Last week, UBS analyst William Tanona said the stock of Citi deserved a premium over Bank of America as it faces "less dramatic uncertainties" from large, mortgage-related liabilities and stronger earnings power.
On Wednesday, Glenn Schorr at Nomura released a report, making similar arguments. While the analyst thinks the selloff in both the stocks is overdone, he still prefers Citigroup and JPMorgan Chase over Bank of America. "[G]iven similar valuations, we think Citi is the more attractive opportunity, based on its edge in capital, reserves, exposure to the growth markets and smaller mortgage-related risks. We also see attractive value in JPM at 1.0 (times) tangible book."
Schorr lists four reasons why Citi is not Bank of America:
- First, Citi is better capitalized. The analyst estimates that Citi's Basel III Tier 1 common ratio at the end of the second quarter was at 6.7 percent versus 5.1 percent for Bank of America.
- Citi also has less mortgage-related tail risk. "Citi's mortgage servicing portfolio is about one-quarter the size of Bank of America's, so the headaches surrounding servicing issues are a much smaller thorn in Citi's side. In addition, the two banks' rep and warranty risks are meaningfully different, with Bank of America's outstanding repurchase claims totaling about 11 times the amount of Citi's claims pipeline." He also notes that Citi will likely pay less in any state attorneys general foreclosure settlements, given its lower mortgage exposure.

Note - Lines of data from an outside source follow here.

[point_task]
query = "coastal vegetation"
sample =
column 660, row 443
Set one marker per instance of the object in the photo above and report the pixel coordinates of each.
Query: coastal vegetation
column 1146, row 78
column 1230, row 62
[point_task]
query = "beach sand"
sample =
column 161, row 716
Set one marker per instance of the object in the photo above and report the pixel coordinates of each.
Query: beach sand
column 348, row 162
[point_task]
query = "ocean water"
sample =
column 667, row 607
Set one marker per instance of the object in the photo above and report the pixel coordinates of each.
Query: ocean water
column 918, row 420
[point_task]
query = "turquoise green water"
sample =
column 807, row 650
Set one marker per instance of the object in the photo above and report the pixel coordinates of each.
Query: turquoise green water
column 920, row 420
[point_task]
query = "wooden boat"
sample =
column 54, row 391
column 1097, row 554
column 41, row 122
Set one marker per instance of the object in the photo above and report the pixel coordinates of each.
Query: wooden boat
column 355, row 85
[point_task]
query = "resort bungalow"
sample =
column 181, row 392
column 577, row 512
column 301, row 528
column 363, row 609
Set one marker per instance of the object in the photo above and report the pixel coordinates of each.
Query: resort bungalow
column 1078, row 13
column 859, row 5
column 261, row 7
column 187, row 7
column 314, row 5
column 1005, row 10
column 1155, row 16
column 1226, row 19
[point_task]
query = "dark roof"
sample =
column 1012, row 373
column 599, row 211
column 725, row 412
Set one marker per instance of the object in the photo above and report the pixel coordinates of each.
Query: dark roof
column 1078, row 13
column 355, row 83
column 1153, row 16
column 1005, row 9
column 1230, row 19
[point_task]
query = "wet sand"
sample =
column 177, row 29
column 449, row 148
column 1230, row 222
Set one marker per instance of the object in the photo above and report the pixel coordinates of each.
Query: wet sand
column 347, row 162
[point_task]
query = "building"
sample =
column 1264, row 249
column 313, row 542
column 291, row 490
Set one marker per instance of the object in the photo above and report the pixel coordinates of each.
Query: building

- Three, Citi has a lower consumer banking presence in the U.S. relative to Bank of America and would be less affected by regulations affecting consumer banking, such as new overdraft rules and the Durbin Amendment that restricts fees charged by banks to merchants for debit-card transactions.
- Finally, Citi has greater exposure to faster-growing emerging markets, with 60 percent of net revenue coming from outside the U.S., compared to 20 percent in the case of Bank of America. But its exposure to the troubled European nations is not any more than Bank of America.